Professor Solkin's account of the picture expresses his interpretation of Wilson's art:
Here Wilson offers the viewer a glimpse into a paradise of peace and plenty, where contented peasants and prosperous picnickers, neat cottages and a modest country house, co-exist in perfect harmony. This artifice of an ordered unity emerges from and depends upon a series of contrasts: between human beings of obviously different stations and their respective habitations, between a mountainous escarpment and a low-lying plain, one might also add between areas of light and shadow. Just as a composer joins together different notes to make a pleasing symphony, so has Wilson achieved unison through a careful orchestration of these opposing parts. With equal felicity he has resolved another important opposition, that between labour and leisure, by blending the one imperceptibly into the other. Here work for the peasants seems tantamount to a form of relaxation, while the standing gentleman looks away from his playful companions to make a responsible survey of his well-run world. The same qualities of frivolity and industriousness are also built into Wilson's particular pictorial language; as in many of Gainsborough's contemporary landscapes, the 'Lake and Cottages' displays a workmanlike, 'Dutch' description of natural details set within the leisurely structure of a rococo design. A sweeping S-curve leads our eye around the shore of the lake, up to the mountains, and then slowly back into the distance, where a church steeple pokes out over the horizon. This feature seems to give a Christian seal of approval to the artist's ideal of human perfection; though divided and hierarchical, this utopia evidently conforms to the divine plan (op.cit., p. 26).

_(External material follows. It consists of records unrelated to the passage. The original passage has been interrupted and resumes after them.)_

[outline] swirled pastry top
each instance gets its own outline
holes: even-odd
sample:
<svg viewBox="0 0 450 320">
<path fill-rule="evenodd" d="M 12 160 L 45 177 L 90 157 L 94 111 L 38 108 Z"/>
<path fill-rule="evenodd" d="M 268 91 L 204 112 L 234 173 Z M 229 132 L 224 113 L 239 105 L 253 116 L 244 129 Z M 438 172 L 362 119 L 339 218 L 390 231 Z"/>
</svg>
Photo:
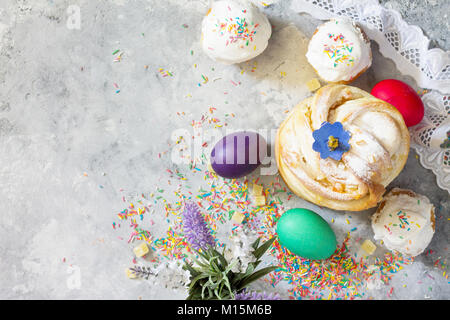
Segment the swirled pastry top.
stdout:
<svg viewBox="0 0 450 320">
<path fill-rule="evenodd" d="M 308 62 L 327 82 L 348 82 L 372 64 L 370 41 L 352 21 L 333 19 L 320 25 L 306 53 Z"/>
<path fill-rule="evenodd" d="M 240 63 L 262 53 L 271 34 L 269 20 L 253 3 L 216 1 L 203 19 L 202 48 L 213 60 Z"/>
<path fill-rule="evenodd" d="M 322 159 L 312 149 L 312 132 L 323 122 L 341 122 L 351 135 L 341 160 Z M 336 210 L 374 207 L 403 169 L 409 132 L 393 106 L 369 93 L 331 84 L 302 101 L 281 124 L 277 164 L 297 195 Z"/>
<path fill-rule="evenodd" d="M 389 250 L 410 256 L 421 254 L 433 238 L 434 206 L 427 197 L 411 190 L 394 188 L 372 216 L 376 240 Z"/>
</svg>

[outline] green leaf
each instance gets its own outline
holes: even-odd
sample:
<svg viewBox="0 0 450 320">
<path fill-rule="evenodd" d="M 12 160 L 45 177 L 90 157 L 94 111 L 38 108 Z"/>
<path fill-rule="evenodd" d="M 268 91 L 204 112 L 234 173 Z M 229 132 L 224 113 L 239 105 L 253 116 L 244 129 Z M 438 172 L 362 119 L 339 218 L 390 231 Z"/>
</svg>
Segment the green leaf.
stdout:
<svg viewBox="0 0 450 320">
<path fill-rule="evenodd" d="M 272 245 L 272 243 L 275 241 L 276 238 L 277 237 L 275 236 L 275 237 L 267 240 L 258 249 L 253 251 L 253 255 L 255 256 L 255 258 L 256 259 L 261 258 L 264 255 L 264 253 L 267 251 L 267 249 L 270 248 L 270 246 Z"/>
<path fill-rule="evenodd" d="M 259 278 L 264 277 L 266 274 L 271 273 L 272 271 L 274 271 L 277 268 L 278 268 L 278 266 L 270 266 L 270 267 L 266 267 L 266 268 L 263 268 L 263 269 L 260 269 L 260 270 L 256 271 L 252 275 L 250 275 L 247 278 L 243 279 L 241 281 L 241 283 L 239 283 L 239 288 L 237 288 L 237 290 L 244 289 L 246 286 L 248 286 L 253 281 L 256 281 Z"/>
<path fill-rule="evenodd" d="M 208 275 L 202 273 L 202 274 L 199 274 L 198 276 L 196 276 L 194 279 L 192 279 L 191 283 L 189 284 L 189 290 L 191 290 L 194 287 L 195 283 L 198 280 L 204 279 L 204 278 L 208 278 Z"/>
<path fill-rule="evenodd" d="M 200 274 L 200 272 L 198 272 L 197 270 L 192 268 L 192 266 L 189 263 L 187 263 L 187 262 L 184 264 L 183 269 L 184 270 L 189 270 L 189 272 L 191 273 L 191 276 L 194 277 L 194 278 Z"/>
<path fill-rule="evenodd" d="M 212 249 L 211 251 L 219 258 L 220 264 L 225 269 L 228 266 L 227 259 L 225 259 L 225 257 L 222 254 L 220 254 L 217 250 Z"/>
</svg>

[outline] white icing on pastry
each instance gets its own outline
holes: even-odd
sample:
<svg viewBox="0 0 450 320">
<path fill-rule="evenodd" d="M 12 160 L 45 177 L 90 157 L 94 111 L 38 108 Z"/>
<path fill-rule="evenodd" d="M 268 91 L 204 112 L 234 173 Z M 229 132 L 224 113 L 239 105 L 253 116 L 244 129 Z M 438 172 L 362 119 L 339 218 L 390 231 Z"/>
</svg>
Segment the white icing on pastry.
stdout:
<svg viewBox="0 0 450 320">
<path fill-rule="evenodd" d="M 372 216 L 375 240 L 389 250 L 410 256 L 421 254 L 434 234 L 434 206 L 427 197 L 394 188 Z"/>
<path fill-rule="evenodd" d="M 267 17 L 244 0 L 217 1 L 202 23 L 202 48 L 213 60 L 233 64 L 250 60 L 268 45 Z"/>
<path fill-rule="evenodd" d="M 306 58 L 327 82 L 351 81 L 372 64 L 369 40 L 353 22 L 343 19 L 318 27 Z"/>
</svg>

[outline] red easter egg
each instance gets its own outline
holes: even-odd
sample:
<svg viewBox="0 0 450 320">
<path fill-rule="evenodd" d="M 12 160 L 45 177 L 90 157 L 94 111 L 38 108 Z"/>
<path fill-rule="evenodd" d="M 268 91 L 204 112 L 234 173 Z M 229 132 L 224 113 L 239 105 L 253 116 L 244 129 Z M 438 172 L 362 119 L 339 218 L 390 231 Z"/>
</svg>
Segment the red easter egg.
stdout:
<svg viewBox="0 0 450 320">
<path fill-rule="evenodd" d="M 371 94 L 396 107 L 407 127 L 415 126 L 422 121 L 425 113 L 422 99 L 406 83 L 395 79 L 383 80 L 373 87 Z"/>
</svg>

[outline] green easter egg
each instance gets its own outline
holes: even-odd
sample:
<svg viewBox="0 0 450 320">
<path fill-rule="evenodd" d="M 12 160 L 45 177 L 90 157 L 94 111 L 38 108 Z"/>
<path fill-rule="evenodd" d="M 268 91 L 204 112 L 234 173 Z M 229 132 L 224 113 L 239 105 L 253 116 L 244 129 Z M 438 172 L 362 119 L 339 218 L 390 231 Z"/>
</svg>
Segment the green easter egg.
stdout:
<svg viewBox="0 0 450 320">
<path fill-rule="evenodd" d="M 336 236 L 328 223 L 308 209 L 286 211 L 277 223 L 280 244 L 311 260 L 329 258 L 336 250 Z"/>
</svg>

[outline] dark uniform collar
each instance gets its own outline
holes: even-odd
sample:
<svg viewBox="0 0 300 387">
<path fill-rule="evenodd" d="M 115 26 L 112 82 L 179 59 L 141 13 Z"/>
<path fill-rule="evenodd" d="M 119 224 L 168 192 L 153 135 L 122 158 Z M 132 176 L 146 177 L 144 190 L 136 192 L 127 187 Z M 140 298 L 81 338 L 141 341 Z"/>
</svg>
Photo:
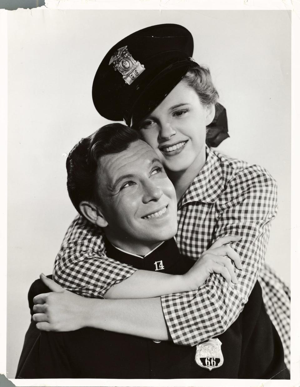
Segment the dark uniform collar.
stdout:
<svg viewBox="0 0 300 387">
<path fill-rule="evenodd" d="M 180 255 L 174 238 L 163 242 L 144 257 L 118 248 L 107 238 L 105 245 L 108 257 L 138 269 L 181 274 L 190 267 L 188 260 Z"/>
</svg>

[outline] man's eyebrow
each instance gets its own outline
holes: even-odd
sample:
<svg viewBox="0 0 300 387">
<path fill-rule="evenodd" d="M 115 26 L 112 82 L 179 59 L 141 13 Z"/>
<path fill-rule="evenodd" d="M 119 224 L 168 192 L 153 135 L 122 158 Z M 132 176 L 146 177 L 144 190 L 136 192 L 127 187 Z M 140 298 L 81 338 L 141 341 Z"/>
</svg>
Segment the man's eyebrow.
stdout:
<svg viewBox="0 0 300 387">
<path fill-rule="evenodd" d="M 158 163 L 161 165 L 163 165 L 160 160 L 157 157 L 156 157 L 150 161 L 149 164 L 149 167 L 151 168 L 156 163 Z M 126 175 L 122 175 L 121 176 L 118 177 L 111 186 L 110 186 L 107 188 L 111 192 L 113 192 L 115 190 L 118 185 L 123 180 L 126 180 L 127 179 L 131 179 L 134 177 L 135 176 L 135 175 L 133 173 L 127 173 Z"/>
<path fill-rule="evenodd" d="M 134 177 L 134 175 L 132 173 L 128 173 L 127 175 L 122 175 L 122 176 L 120 176 L 118 177 L 118 178 L 114 182 L 113 184 L 111 186 L 108 187 L 109 190 L 111 192 L 113 192 L 115 190 L 116 188 L 120 183 L 123 180 L 125 180 L 126 179 L 130 179 L 132 178 L 133 177 Z"/>
<path fill-rule="evenodd" d="M 156 163 L 159 163 L 161 165 L 163 165 L 163 164 L 160 160 L 159 160 L 159 159 L 157 157 L 155 157 L 154 159 L 153 159 L 150 162 L 149 166 L 152 166 L 153 164 L 155 164 Z"/>
</svg>

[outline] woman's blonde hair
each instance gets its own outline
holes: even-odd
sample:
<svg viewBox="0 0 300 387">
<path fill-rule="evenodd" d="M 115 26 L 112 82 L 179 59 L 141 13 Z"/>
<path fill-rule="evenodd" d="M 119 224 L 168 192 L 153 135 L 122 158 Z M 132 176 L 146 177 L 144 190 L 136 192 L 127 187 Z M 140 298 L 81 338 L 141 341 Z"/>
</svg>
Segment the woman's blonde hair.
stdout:
<svg viewBox="0 0 300 387">
<path fill-rule="evenodd" d="M 203 105 L 212 105 L 217 102 L 219 94 L 212 83 L 209 69 L 205 66 L 190 68 L 182 80 L 198 94 Z"/>
</svg>

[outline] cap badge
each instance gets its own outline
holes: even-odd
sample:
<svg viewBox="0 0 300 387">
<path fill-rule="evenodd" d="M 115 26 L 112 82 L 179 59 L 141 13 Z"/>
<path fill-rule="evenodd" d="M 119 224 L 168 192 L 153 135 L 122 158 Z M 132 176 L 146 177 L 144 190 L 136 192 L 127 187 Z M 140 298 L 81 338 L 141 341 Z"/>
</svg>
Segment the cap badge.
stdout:
<svg viewBox="0 0 300 387">
<path fill-rule="evenodd" d="M 123 75 L 126 83 L 130 85 L 145 70 L 139 62 L 132 58 L 127 49 L 127 46 L 119 48 L 110 58 L 109 65 L 114 64 L 115 71 L 117 70 Z"/>
<path fill-rule="evenodd" d="M 198 365 L 210 371 L 220 367 L 224 361 L 221 350 L 222 345 L 219 339 L 210 339 L 205 342 L 198 344 L 195 356 L 195 360 Z"/>
</svg>

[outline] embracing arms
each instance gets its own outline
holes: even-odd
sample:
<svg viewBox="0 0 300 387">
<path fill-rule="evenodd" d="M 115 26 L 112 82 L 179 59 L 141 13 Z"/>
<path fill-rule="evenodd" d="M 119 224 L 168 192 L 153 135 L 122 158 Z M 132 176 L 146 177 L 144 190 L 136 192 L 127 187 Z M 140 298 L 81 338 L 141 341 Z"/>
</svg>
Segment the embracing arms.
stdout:
<svg viewBox="0 0 300 387">
<path fill-rule="evenodd" d="M 241 188 L 242 180 L 244 186 Z M 224 194 L 231 200 L 223 198 L 218 204 L 219 217 L 214 228 L 215 237 L 228 235 L 243 237 L 234 247 L 242 259 L 243 270 L 237 273 L 238 283 L 232 288 L 221 276 L 214 274 L 198 289 L 162 297 L 161 304 L 159 298 L 92 300 L 99 302 L 98 312 L 104 313 L 102 318 L 105 318 L 108 324 L 109 322 L 110 329 L 114 327 L 116 330 L 124 333 L 126 330 L 132 329 L 133 334 L 149 337 L 151 329 L 147 326 L 149 323 L 154 330 L 151 334 L 153 337 L 166 339 L 168 329 L 175 342 L 194 345 L 222 333 L 236 319 L 247 302 L 263 262 L 270 221 L 276 214 L 276 183 L 265 173 L 248 171 L 244 175 L 237 176 L 235 182 L 231 184 Z M 80 267 L 77 272 L 81 276 L 82 267 L 86 269 L 86 262 L 90 262 L 88 252 L 86 253 L 86 259 L 85 260 L 83 257 L 81 261 L 83 265 L 85 262 L 86 265 Z M 115 264 L 108 262 L 107 259 L 103 260 L 98 272 L 94 270 L 89 282 L 87 280 L 82 287 L 81 294 L 90 297 L 101 297 L 105 294 L 109 286 L 105 288 L 103 284 L 105 281 L 101 279 L 103 278 L 105 270 L 109 272 L 109 268 L 112 267 L 110 264 Z M 99 263 L 99 260 L 97 262 Z M 93 260 L 90 262 L 92 272 L 96 263 Z M 116 274 L 114 271 L 116 278 L 114 283 L 130 277 L 136 271 L 130 267 L 120 265 L 121 268 L 119 265 L 118 269 L 119 272 Z M 57 267 L 59 269 L 59 265 Z M 57 269 L 56 272 L 59 274 Z M 68 281 L 68 288 L 76 291 L 79 288 L 76 281 L 79 277 L 70 276 L 65 271 L 61 272 L 61 283 L 64 286 L 64 281 Z M 110 281 L 111 285 L 111 279 Z M 101 317 L 99 319 L 101 320 Z"/>
</svg>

No work by Wilson of the calibre of the present picture has been offered at auction for a generation. A View of Lake Nemi from the Mount Trust Collection, undoubtedly a masterpiece in the artist's oeuvre, was sold in these rooms on 26 March 1976 and achieved the record price of £150,000; while highlights of a different era include The River Dee from the Holford Collection which appeared at Christie's in 1928 and made the remarkable sum of 4100gns.